Azithromycin mitigates human rhinovirus impact on barrier integrity and function in non-diseased airway epithelium

Kevin Looi^1,2,3*Erika Sutanto^1,2,3Thomas Iosifidis^1,2,3,4Luke Berry¹Anthony Kicic^1,2,3,4Stephen Michael Stick⁵

• ¹Wal-yan Respiratory Research Centre, The Kids Research Institute Australia, Perth, Australia
• ²Curtin School of Population Health, Faculty of Health Sciences, Curtin University, Perth, Australia
• ³Centre for Child Health Research, Telethon Kids Institute, University of Western Australia, Crawley, Western Australia, Australia
• ⁴Centre for Cell Therapy and Regenerative Medicine, School of Medicine, University of Western Australia, Perth, Western Australia, Australia
• ⁵Department of Respiratory and Sleep Medicine, Perth Children's Hospital, Nedlands, Western Australia, Australia

Introduction: Azithromycin improves symptomology in various chronic airway diseases exacerbated by viral infections. However, the mechanisms underlying the apparent antiviral effects of azithromycin remain unclear.Methods: Airway epithelial cells (AECs) from healthy children were cultured, expanded and differentiated into air-liquid interface (ALI) cultures.
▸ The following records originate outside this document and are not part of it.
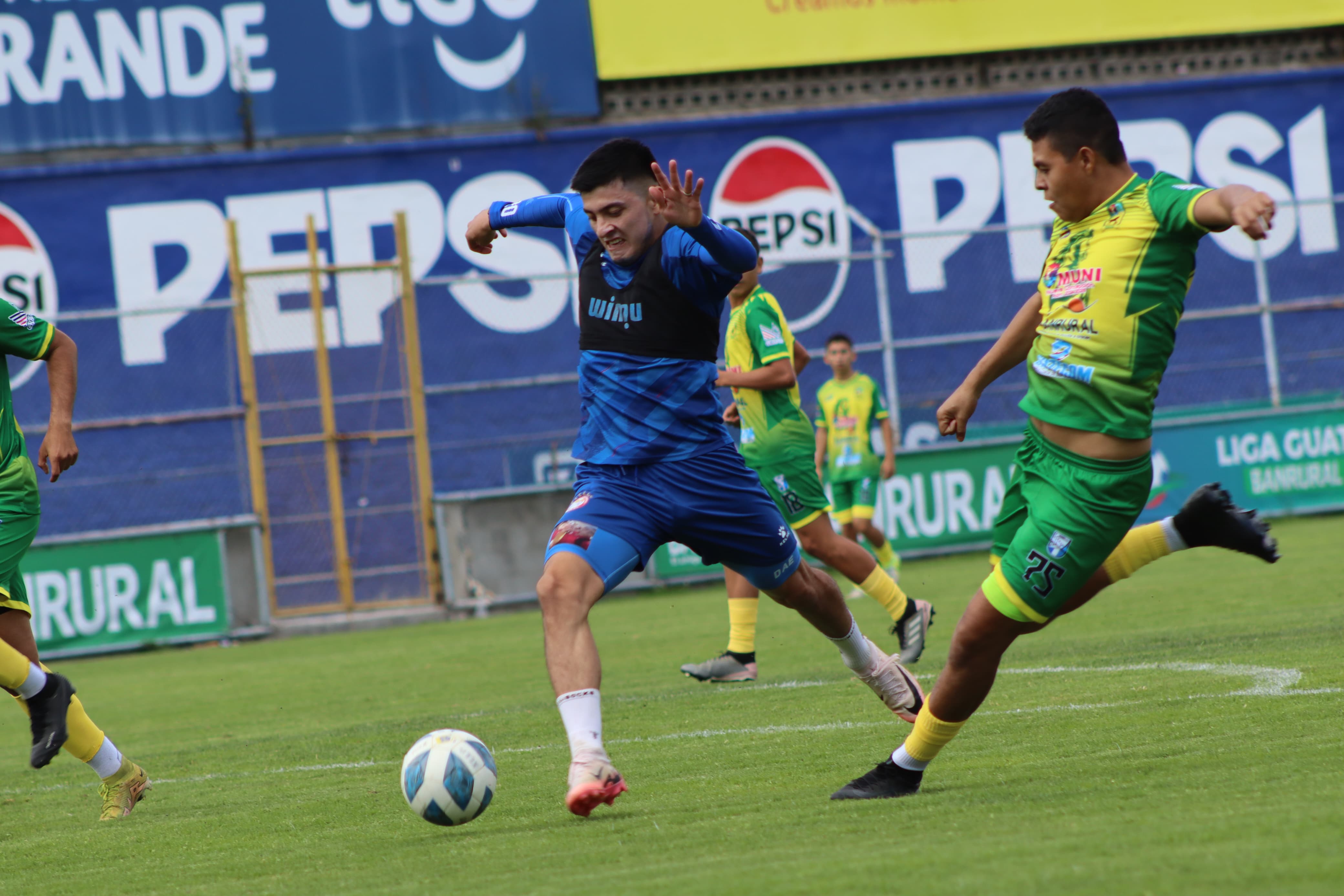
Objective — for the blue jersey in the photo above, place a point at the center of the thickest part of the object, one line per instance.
(636, 409)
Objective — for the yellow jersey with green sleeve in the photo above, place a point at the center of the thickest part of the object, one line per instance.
(775, 428)
(847, 410)
(1112, 292)
(27, 336)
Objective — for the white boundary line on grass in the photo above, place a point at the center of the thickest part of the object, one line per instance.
(1266, 681)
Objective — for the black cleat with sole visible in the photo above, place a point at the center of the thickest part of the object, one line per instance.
(47, 718)
(1210, 519)
(886, 781)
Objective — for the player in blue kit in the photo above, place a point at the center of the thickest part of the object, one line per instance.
(656, 461)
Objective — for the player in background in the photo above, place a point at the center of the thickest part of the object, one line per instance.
(56, 715)
(847, 407)
(656, 463)
(777, 444)
(1096, 336)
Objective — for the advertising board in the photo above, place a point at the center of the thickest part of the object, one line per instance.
(143, 72)
(773, 34)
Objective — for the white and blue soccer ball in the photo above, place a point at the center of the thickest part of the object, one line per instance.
(449, 777)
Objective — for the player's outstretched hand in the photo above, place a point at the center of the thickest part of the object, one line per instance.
(1255, 216)
(678, 202)
(480, 234)
(58, 452)
(956, 412)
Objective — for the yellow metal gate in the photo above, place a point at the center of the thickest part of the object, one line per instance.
(338, 448)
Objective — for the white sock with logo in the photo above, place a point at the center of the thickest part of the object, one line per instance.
(854, 649)
(36, 681)
(1174, 539)
(581, 711)
(107, 762)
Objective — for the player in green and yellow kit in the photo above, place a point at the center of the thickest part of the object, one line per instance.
(56, 714)
(849, 406)
(777, 442)
(1096, 336)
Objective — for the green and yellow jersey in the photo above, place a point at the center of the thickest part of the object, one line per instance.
(29, 338)
(847, 410)
(1112, 292)
(773, 424)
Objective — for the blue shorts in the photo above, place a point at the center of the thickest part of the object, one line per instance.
(710, 503)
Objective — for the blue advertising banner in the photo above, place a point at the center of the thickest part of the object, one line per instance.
(148, 240)
(143, 72)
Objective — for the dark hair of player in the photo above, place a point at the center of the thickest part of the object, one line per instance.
(756, 244)
(1076, 119)
(623, 159)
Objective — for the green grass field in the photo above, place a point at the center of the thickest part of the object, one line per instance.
(1126, 754)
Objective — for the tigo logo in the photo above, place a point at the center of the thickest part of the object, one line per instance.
(787, 197)
(27, 280)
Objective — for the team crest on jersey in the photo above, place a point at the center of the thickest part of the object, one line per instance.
(1058, 544)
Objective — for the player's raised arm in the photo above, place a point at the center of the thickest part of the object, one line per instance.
(541, 211)
(1007, 353)
(677, 199)
(58, 452)
(1236, 206)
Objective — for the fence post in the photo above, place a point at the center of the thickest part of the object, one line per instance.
(1266, 316)
(252, 413)
(335, 498)
(420, 418)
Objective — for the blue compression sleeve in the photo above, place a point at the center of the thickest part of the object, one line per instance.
(725, 246)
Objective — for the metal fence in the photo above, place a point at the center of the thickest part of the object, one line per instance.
(1256, 332)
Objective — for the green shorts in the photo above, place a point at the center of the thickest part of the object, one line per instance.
(793, 484)
(854, 499)
(17, 534)
(1062, 516)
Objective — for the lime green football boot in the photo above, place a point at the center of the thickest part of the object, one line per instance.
(123, 790)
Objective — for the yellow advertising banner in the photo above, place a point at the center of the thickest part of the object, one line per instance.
(646, 39)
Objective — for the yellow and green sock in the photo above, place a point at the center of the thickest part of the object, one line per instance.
(742, 616)
(884, 589)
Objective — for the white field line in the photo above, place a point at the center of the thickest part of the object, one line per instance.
(1266, 681)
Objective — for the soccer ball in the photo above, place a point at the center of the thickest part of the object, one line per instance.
(448, 777)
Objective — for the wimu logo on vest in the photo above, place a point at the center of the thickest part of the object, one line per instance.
(787, 197)
(616, 312)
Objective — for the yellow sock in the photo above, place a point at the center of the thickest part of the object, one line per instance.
(14, 668)
(881, 587)
(742, 613)
(85, 737)
(1140, 547)
(930, 735)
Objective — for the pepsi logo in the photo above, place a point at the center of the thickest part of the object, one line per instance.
(27, 280)
(784, 194)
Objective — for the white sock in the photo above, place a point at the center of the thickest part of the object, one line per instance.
(581, 711)
(36, 681)
(107, 762)
(854, 649)
(906, 761)
(1174, 539)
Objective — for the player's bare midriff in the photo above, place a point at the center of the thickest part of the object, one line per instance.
(1096, 445)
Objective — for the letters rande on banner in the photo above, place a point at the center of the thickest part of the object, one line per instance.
(132, 72)
(150, 238)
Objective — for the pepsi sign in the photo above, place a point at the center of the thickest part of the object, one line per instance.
(787, 197)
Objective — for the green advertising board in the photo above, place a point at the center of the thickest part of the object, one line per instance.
(118, 594)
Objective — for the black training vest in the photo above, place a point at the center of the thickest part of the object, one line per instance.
(650, 318)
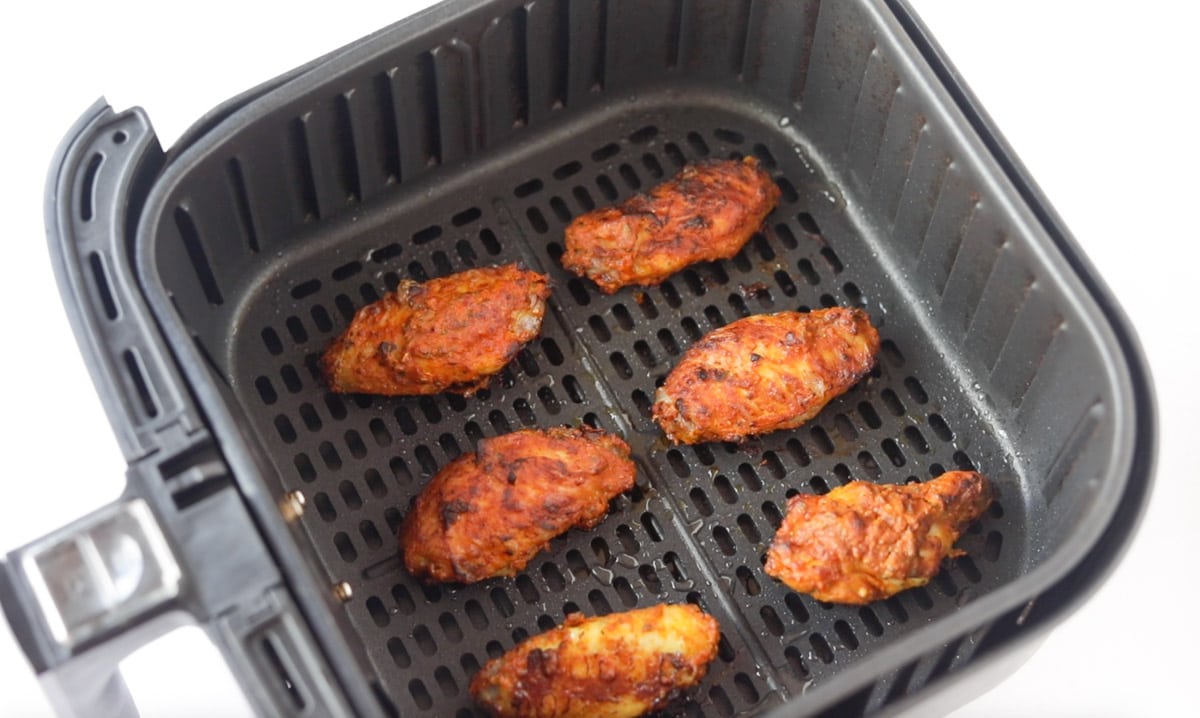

Submerged and differentiated primary cultures were treated with 10 µM of AZM for 24h and subsequently infected with human rhinovirus (HRV)-1b for 24h. Virus receptor expression, replication, progeny release and inflammatory cytokines (IL-1β, - 6, -8 and IP-10) were then measured. Barrier integrity was determined via qPCR, in-cell western (ICW), immunofluorescence confocal microscopy, transepithelial electrical resistance (RT) measurement and an apparent permeability (Papp) assay.Results: Treatment with AZM for 24h at the concentrations of 0.1, 1 and 10 µM did not have any significant impact on either cellular viability or cytotoxicity in un-infected cells. No significant effect on viral receptor, cytokine expression was observed in non-infected cells treated with 10 µM AZM. Similarly, there was no significant change in both occludin and ZO-1 expression in non-infected cells. However, claudin-1 gene expression was significantly reduced but corresponding protein expression was significantly increased following 10 µM AZM. Although RT was significantly lower, this was not corroborated by any significant change in epithelial permeability after 10 µM AZM treatment. Subsequent to HRV-1b infection, 10 µM AZM treatment significantly reduced cytotoxicity induced by infection. Viral receptor expression were not affected with AZM pre-treatment but a significant decrease in viral replication was observed. Except for IP-10, expression of IL-1β, -6, and -8 was significantly reduced. Gene and protein expression of key epithelial junctions were significantly higher in treated, infected cells, which were concomitant with epithelial barrier function.Discussions: This study identified that AZM can protect against HRV-1b-induced epithelial damage. Our data, demonstrating the antiviral, anti-inflammatory, and barrier-protective effects in vitro are strongly indicative of pleiotropic mechanisms of AZM for mitigating viral infection and its consequences. These effects are likely to contribute to the benefits observed in clinical trials of AZM in a number of chronic respiratory diseases.